Fransa’da 6 aydır her hafta bir araya gelen Jineloji Akademisi üyeleri, Kürt kadınlar ve birçok halktan kadınlar, Sakine, Leyla ve Fidan’ın portrelerinin üzerinde olduğu nakışları işliyor. Bu atölyeyi gerçekleştiren kadınlar, hep birlikte kadın mücadelesini işlerken Marsilya’da bunları sergiliyor. Katliamlara karşı 6 Ocak’ta yapılan yürüyüşte de kadınlar mücadele nakışlarını sokakta taşımış ve direnişi sunmuştu.
Bu kadınlardan biri olan Fransa Jineloji Akademisi üyesi Mélanie Ory, aydınlatılmak istenilmeyen katliamlara ilişkin JINNEWS’e değerlendirmelerde bulundu.
Amaç kadınları susturmaktı
Kürt kadınları ilk olarak filmlerde tanıdığını söyleyen Ory, bu filmlerin Kürt kadınları fazla estetize ettiğini ve bunun dışında kim olduklarını öğrenmek için araştırmaya başladığını belirtti. Paris’ta üç Kürt kadının katledilmesinin bu mücadeleye karşı bir saldırı olduğunu dile getiren Ory, “Bu suikastların amacı da mücadele yolunu seçen bu kadınları sonsuza kadar susturmaktı. Kapitalist ve ataerkil devletlere yönelik bir tehdidi temsil ediyorlardı. Benim için temsil ettikleri tehdit, mücadelelerini daha da meşrulaştırıyor” sözlerini kullandı.
Sessizliğe karşı tiksinti
Katliamlara karşı Fransa’nın sessizliğini “çıkar birliği” olarak tanımlayan Ory, “Bu devletlerden ne bekleyebiliriz ki? İlk olarak Paris’teki yoldaşlarımızın suikastından iki ay önce Süleymaniye’de Nagihan Akarsel suikastı yaşandı. Jineoloji’den yoldaşımızdı. Bu kayıp beni etkiledi. Kendi kendime dedim ki: Ama biz yanlış bir şey yapmıyoruz. Evin Goyî suikasta uğradığında derin bir tiksinti duydum, çaresiz hissettim, Kürt yoldaşlarıma üzüldüm. Sonra kendi kendime ‘Şehid Namirin’ dedim. Fransız hükümetinin bu olayı ne kadar çabuk halledip üstünü kapatma yolunu seçtiğini görmek beni çok kızdırdı” diye belirtti.

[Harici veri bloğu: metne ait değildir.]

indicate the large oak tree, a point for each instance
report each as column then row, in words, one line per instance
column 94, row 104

Kürt kadınlardan korkuyorlar
Ory, devletlerin kadının değişim, dönüşüm ve dönüştürme gücünden korktuğunu belirterek, “Çünkü onların dönüştürücü gücünü biliyorlar, değişime ve dönüşüme hazır değiller. Kürt kadınları büyük bir direniş kapasitesi gösteriyor ve onlar için bu korkutucu” dedi.
Kürdistan dağlarından uçup sokaklarımıza indi
Jîna Emînî’nin ardından “Jin jiyan azadî” etrafında tüm dünya kadınlarının bir araya geldiğini vurgulayan Ory, “Bu üç kelime Kürdistan dağlarından uçup sokaklarımıza indi. Bu durum bana dünya çapında kadınların mücadele ettiğini ve birlik olduğunu gösteriyor. Daha önce bu duyguyu hiç hissetmemiştim” ifadelerini kullandı.